Abstract:
Objective Synthetic aperture radar (SAR) has become an indispensable tool for marine surveillance due to its all-weather, day-and-night imaging capabilities. However, automatic ship detection in SAR imagery remains highly challenging, primarily because of strong coherent speckle noise, drastic variations in target scale, and complex background interference in inshore scenarios. Existing lightweight models often struggle to maintain high detection accuracy and robustness under these varying conditions. To address these challenges, this paper proposes an improved lightweight detection model—SSD-YOLO—build upon the YOLOv8n architecture, designed to improve detection performance in complex marine scenarios.
Method The SSD-YOLO model constructs a hierarchical "Reinforce-Purify-Fuse" synergistic framework by integrating three theoretically grounded innovative modules. First, to address the challenge of weak target responses in heavy noise, a parameter-free target response enhancement module (C2f_SimAM) is incorporated into the backbone network. Leveraging an energy-function-based SimAM attention mechanism inspired by neuroscience, this module adaptively calculates 3D attention weights, effectively enhancing the linear separability of target neurons while suppressing background clutter without introducing any additional model parameters. Second, a lightweight anti-noise feature aggregation module (SAR_SPPF) is deployed at the end of the backbone. Unlike traditional spatial pyramid pooling, this module employs Ghost Convolutions to improve computational efficiency and introduces a novel dual-path pooling strategy. Theoretical derivations based on the Gamma distribution properties of SAR speckle noise show that combining small-kernel average pooling (for smoothing background variance) with large-kernel max pooling (for retaining strong scattering peaks) maximizes the signal-to-noise ratio. Third, a direction-sensitive multi-scale fusion module (C2f_DSConv) is integrated into the neck network. This module replaces standard convolutions with direction-sensitive depthwise separable convolutions. By applying kernels oriented at 0°, 45°, and 90°, it effectively captures the anisotropic texture and geometric structures of ships, thereby significantly improving the model’s ability to detect densely distributed and multi-scale targets.

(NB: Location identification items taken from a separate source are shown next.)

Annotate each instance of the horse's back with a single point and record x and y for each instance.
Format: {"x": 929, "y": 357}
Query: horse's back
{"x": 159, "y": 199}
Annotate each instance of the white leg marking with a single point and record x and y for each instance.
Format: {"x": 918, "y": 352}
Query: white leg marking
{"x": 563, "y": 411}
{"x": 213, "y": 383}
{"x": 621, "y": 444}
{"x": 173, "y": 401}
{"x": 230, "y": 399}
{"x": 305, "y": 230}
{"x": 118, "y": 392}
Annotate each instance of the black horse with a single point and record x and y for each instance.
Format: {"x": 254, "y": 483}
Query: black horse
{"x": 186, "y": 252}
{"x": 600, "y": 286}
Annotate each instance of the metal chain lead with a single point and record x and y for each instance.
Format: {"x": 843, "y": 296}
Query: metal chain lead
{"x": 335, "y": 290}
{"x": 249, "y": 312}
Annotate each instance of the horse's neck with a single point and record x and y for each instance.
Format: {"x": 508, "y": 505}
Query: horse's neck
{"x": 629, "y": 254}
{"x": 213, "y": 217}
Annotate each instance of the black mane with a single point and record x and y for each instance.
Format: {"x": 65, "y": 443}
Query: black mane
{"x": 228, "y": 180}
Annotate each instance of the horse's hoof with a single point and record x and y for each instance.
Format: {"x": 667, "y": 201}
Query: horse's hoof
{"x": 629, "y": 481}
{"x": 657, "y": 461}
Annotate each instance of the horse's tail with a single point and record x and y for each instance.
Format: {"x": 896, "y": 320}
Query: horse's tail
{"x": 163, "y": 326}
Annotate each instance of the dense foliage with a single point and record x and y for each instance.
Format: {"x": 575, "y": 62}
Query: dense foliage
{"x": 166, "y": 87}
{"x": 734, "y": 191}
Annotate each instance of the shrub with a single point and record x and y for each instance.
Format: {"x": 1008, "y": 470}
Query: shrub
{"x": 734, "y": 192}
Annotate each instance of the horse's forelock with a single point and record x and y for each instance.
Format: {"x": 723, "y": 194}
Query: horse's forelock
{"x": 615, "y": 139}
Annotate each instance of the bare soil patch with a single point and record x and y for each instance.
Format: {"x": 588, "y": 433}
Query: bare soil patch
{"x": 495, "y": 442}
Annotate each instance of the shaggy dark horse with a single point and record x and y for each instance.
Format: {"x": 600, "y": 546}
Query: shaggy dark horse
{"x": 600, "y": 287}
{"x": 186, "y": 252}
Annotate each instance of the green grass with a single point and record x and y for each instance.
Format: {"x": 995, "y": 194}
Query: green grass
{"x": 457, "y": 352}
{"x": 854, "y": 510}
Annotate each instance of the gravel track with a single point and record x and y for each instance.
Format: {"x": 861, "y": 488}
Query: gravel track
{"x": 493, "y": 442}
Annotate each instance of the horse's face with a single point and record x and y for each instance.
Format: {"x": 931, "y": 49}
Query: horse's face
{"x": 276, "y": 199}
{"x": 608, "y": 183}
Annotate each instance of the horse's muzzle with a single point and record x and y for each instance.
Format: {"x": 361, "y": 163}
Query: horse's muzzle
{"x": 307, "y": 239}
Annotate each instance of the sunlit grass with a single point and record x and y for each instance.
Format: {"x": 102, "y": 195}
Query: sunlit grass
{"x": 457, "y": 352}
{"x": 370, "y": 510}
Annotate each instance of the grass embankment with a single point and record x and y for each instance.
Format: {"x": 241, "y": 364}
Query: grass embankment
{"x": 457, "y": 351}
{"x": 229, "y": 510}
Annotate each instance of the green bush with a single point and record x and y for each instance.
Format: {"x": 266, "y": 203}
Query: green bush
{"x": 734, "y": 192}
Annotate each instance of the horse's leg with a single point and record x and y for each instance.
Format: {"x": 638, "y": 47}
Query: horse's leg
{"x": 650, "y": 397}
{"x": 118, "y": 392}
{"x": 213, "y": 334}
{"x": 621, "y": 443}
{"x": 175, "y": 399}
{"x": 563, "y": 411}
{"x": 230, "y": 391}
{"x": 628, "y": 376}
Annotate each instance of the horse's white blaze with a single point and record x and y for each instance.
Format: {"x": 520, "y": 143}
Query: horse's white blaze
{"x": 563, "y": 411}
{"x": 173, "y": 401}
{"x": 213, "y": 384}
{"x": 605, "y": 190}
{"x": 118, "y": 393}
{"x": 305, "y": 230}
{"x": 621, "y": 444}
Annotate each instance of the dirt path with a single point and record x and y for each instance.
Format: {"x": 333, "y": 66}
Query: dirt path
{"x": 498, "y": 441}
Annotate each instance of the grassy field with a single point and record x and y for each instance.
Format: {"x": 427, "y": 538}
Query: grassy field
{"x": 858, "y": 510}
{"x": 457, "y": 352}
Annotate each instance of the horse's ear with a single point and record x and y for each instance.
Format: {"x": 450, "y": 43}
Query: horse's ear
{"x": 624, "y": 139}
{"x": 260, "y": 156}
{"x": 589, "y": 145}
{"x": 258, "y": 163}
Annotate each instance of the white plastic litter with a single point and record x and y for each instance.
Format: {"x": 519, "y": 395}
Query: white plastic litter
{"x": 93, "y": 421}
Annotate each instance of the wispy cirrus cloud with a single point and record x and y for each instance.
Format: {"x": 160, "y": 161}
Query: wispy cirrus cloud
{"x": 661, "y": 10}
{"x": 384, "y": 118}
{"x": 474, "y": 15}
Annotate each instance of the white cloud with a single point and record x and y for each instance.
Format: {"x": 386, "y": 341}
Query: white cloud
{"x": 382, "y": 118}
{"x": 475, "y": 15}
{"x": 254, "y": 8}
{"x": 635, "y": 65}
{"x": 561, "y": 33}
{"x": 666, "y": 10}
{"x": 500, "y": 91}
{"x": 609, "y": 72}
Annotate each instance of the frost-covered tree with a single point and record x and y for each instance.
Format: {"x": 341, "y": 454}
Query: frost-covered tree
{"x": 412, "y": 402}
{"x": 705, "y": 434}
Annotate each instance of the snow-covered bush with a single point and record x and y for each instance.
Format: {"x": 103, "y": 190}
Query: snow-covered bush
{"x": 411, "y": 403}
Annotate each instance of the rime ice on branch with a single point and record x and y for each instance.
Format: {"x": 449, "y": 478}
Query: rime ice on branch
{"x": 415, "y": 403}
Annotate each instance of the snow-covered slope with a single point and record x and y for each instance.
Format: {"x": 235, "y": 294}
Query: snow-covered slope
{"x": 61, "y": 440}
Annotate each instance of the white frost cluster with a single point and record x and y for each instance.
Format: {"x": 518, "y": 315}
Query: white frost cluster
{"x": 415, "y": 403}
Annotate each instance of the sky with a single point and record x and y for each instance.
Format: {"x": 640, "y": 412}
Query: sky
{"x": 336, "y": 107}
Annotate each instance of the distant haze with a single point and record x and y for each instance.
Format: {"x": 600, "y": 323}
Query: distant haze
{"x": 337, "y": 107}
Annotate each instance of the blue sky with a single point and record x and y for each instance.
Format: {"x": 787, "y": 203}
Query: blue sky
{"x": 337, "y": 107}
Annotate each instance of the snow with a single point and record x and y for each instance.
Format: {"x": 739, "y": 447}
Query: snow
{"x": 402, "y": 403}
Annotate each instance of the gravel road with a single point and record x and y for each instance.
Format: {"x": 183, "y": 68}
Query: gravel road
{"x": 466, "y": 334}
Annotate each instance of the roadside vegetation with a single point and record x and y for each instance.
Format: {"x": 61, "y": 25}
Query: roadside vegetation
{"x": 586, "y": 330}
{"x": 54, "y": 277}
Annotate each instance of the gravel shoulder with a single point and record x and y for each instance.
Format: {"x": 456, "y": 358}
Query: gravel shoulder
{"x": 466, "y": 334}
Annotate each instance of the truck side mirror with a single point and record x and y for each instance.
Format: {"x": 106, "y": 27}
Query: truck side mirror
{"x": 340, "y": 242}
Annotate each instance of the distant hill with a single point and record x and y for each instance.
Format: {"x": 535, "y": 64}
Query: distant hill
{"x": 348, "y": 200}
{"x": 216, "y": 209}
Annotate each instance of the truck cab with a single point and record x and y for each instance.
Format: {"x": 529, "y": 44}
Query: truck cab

Results Extensive experiments were conducted on the SSDD and HRSID datasets. On the SSDD dataset, the model achieved 97.0% precision, 96.4% recall, 99.0% mAP@0.5, and 74.3% mAP@0.5:0.95. Despite these substantial performance gains, the model remains highly lightweight, maintaining approximately 3.01M parameters and 7.9G FLOPs. Generalization experiments on the more challenging, high-resolution HRSID dataset demonstrated superior robustness, yielding an mAP@0.5 of 94.9%. Quantitative analysis of the feature map SNR further validated the internal rationale behind the proposed synergistic framework.
Conclusion This study presents an efficient and robust solution for SAR ship detection by integrating lightweight anti-noise processing, target response enhancement, and direction-sensitive feature capture strategies.